A alteração da dinâmica de recrutamento de árvores e a transformação gradual das florestas em pântanos e prados devido ao aumento da herbivoria de ungulados ilustra a influência das espécies-chave na diversidade funcional. Este processo foi particularmente evidente em parques da América do Norte, onde a perda de predadores de topo no início do XX °  século significou uma redução nas taxas de crescimento de árvores e insuficiência de recrutamento em espécies de árvores dominantes. A reintrodução do lobo em meados da década de 1990 no Parque Nacional de Yellowstone tornou possível regular as populações de grandes herbívoros, conter a proliferação de coiotes, restaurar a cobertura vegetal por meio da redução da pressão exercida por grandes ungulados e estabilizar as margens dos cursos d'água . Esse freio à erosão das margens e o aumento do resfriamento dos rios à sombra das árvores tem permitido um aumento de espécies de peixes e outros organismos aquáticos. A instalação de castores também foi incentivada e suas barragens permitiram a criação de nichos ecológicos adequados para lontras, nozes, anfíbios, etc.

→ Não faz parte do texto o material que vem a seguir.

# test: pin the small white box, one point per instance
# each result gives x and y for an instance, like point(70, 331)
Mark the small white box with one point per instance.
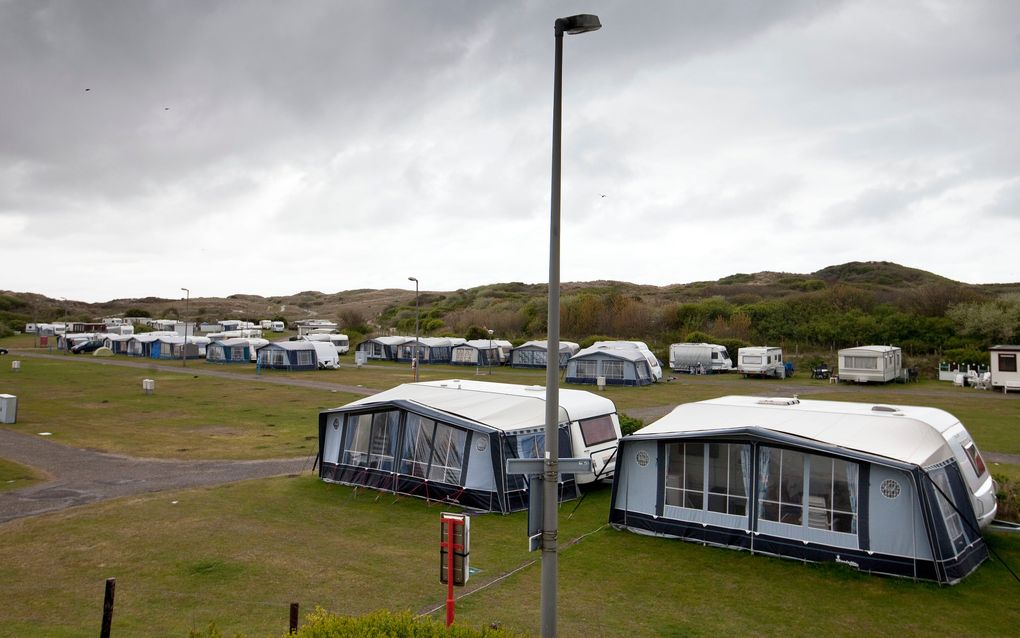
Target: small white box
point(8, 408)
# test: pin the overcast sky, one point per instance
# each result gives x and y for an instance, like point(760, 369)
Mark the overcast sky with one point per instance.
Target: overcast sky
point(273, 147)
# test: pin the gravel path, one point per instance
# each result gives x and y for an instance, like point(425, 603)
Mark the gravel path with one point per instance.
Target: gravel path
point(79, 477)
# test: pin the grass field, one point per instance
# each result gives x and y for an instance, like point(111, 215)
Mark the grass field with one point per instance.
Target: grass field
point(239, 554)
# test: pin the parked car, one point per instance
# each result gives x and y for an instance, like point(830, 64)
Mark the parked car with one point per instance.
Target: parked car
point(87, 346)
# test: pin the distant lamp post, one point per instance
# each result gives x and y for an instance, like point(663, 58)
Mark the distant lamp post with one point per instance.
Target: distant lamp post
point(184, 350)
point(414, 359)
point(550, 521)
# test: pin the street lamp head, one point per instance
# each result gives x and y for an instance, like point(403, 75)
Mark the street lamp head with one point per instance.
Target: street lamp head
point(577, 23)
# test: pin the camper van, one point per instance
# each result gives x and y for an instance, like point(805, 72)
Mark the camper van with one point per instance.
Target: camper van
point(450, 440)
point(761, 361)
point(870, 363)
point(887, 489)
point(694, 357)
point(341, 342)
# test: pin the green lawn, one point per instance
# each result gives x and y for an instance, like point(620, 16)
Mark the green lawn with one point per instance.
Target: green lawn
point(240, 554)
point(103, 407)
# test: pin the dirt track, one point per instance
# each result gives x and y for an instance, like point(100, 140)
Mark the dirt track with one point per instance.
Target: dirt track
point(80, 477)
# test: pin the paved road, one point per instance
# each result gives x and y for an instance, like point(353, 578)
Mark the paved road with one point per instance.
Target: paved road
point(79, 477)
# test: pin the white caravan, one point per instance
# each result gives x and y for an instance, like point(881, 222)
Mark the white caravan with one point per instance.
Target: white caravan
point(685, 357)
point(870, 363)
point(341, 342)
point(761, 361)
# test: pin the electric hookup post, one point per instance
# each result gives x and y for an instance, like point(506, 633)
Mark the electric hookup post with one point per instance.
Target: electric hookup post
point(455, 550)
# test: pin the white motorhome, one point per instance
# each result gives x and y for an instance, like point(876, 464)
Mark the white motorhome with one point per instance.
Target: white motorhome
point(761, 361)
point(1005, 373)
point(692, 357)
point(341, 342)
point(653, 360)
point(870, 363)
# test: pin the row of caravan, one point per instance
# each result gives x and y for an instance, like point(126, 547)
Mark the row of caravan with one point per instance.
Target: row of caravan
point(886, 489)
point(858, 364)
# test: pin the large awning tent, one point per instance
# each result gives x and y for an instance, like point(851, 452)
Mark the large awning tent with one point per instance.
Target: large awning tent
point(897, 490)
point(384, 348)
point(236, 350)
point(534, 353)
point(298, 355)
point(616, 365)
point(450, 441)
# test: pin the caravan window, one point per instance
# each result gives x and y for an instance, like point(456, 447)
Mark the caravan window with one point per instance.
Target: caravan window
point(948, 506)
point(1007, 362)
point(860, 362)
point(370, 440)
point(789, 481)
point(432, 450)
point(830, 500)
point(588, 369)
point(712, 477)
point(598, 430)
point(975, 458)
point(780, 495)
point(612, 370)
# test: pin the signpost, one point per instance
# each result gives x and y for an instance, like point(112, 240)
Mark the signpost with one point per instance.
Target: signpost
point(455, 550)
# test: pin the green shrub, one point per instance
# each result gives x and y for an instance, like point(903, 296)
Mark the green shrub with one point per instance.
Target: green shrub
point(1009, 497)
point(629, 425)
point(321, 624)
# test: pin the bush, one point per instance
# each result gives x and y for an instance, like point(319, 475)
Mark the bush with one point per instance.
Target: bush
point(629, 425)
point(1009, 497)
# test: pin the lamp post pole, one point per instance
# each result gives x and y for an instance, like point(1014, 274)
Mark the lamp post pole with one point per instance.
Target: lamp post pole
point(414, 359)
point(550, 516)
point(184, 350)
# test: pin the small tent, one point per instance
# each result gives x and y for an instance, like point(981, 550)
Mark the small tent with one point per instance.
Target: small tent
point(898, 490)
point(870, 363)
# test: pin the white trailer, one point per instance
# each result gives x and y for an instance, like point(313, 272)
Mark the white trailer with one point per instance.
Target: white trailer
point(341, 342)
point(870, 363)
point(761, 361)
point(694, 357)
point(1004, 367)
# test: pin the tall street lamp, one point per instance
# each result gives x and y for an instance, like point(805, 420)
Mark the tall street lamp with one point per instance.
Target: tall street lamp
point(414, 359)
point(550, 522)
point(184, 351)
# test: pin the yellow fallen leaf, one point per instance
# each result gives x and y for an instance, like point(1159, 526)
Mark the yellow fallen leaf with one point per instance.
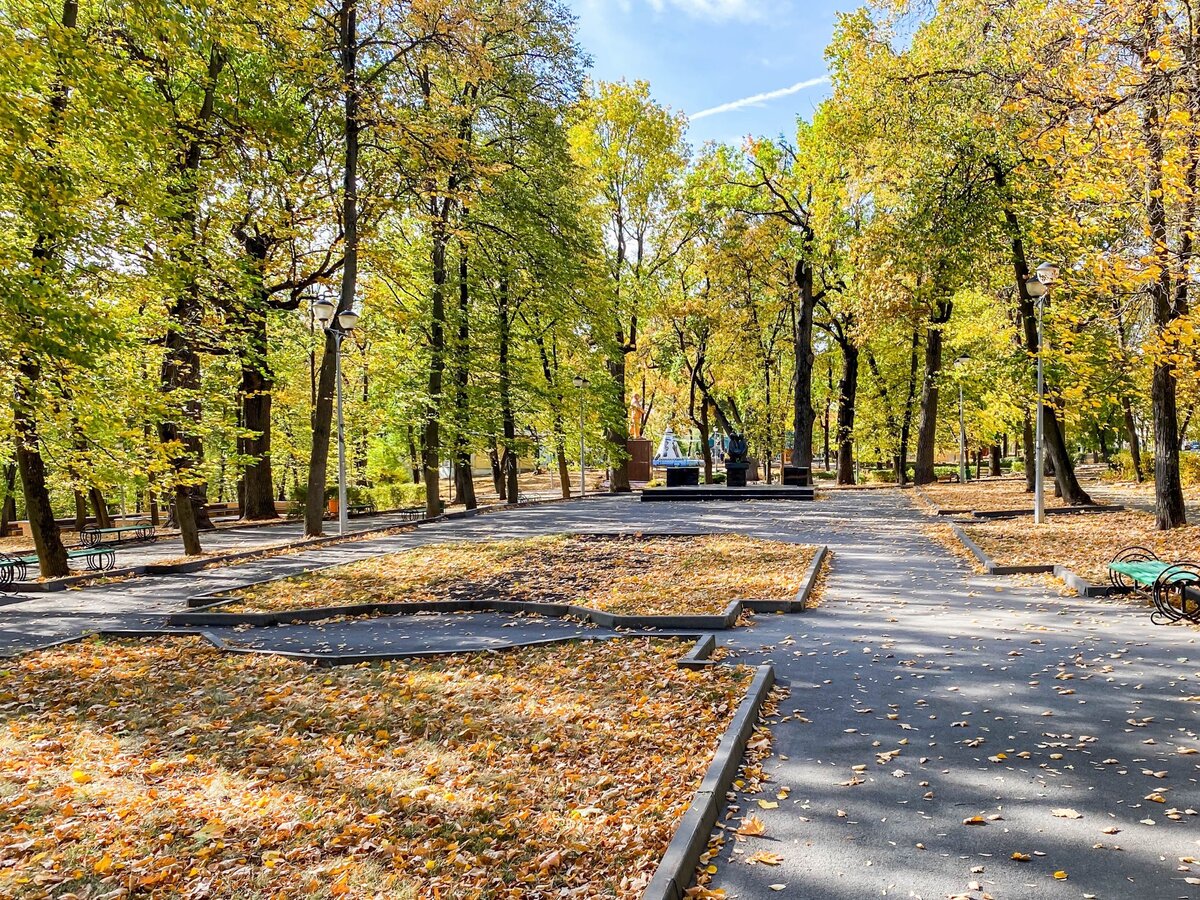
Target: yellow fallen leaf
point(766, 857)
point(753, 827)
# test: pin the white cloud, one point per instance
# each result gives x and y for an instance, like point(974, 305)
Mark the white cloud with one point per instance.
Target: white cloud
point(711, 10)
point(759, 99)
point(718, 10)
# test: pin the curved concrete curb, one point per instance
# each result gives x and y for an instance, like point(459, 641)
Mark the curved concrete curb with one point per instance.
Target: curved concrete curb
point(1013, 513)
point(678, 864)
point(207, 606)
point(1074, 581)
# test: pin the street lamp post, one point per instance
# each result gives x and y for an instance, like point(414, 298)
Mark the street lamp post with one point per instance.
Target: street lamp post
point(1039, 289)
point(581, 384)
point(963, 424)
point(323, 310)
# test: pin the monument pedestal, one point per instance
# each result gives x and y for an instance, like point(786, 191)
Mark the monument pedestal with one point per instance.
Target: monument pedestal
point(683, 477)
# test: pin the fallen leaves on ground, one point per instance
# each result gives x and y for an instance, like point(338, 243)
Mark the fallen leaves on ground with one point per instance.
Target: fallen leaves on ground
point(167, 768)
point(654, 576)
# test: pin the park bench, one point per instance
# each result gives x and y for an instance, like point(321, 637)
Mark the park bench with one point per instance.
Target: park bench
point(13, 569)
point(94, 537)
point(1173, 587)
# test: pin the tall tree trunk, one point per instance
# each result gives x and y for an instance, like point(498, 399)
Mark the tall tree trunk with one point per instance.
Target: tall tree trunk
point(1030, 454)
point(257, 490)
point(9, 505)
point(52, 555)
point(847, 396)
point(804, 415)
point(414, 461)
point(1055, 443)
point(465, 485)
point(706, 448)
point(547, 371)
point(81, 519)
point(509, 459)
point(327, 387)
point(431, 439)
point(927, 431)
point(498, 481)
point(618, 429)
point(909, 406)
point(1132, 436)
point(889, 415)
point(1167, 307)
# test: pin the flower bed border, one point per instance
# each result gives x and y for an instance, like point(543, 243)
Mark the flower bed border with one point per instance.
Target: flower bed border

Em um ecossistema onde a influência do controle de cima para baixo é preponderante, a perda das espécies localizadas no topo da cadeia trófica gera consequências nos ecossistemas que vão muito além da mera diversidade das comunidades: aumento de doenças e incêndios florestais, perdas de sequestro de carbono, aparecimento de espécies invasoras, interrupção dos ciclos biogeoquímicos. Esses impactos são ainda mais significativos quando são exacerbados por fatores como a sobreexploração de terras e recursos aráveis, mudanças climáticas, perda e fragmentação de habitat, poluição, etc.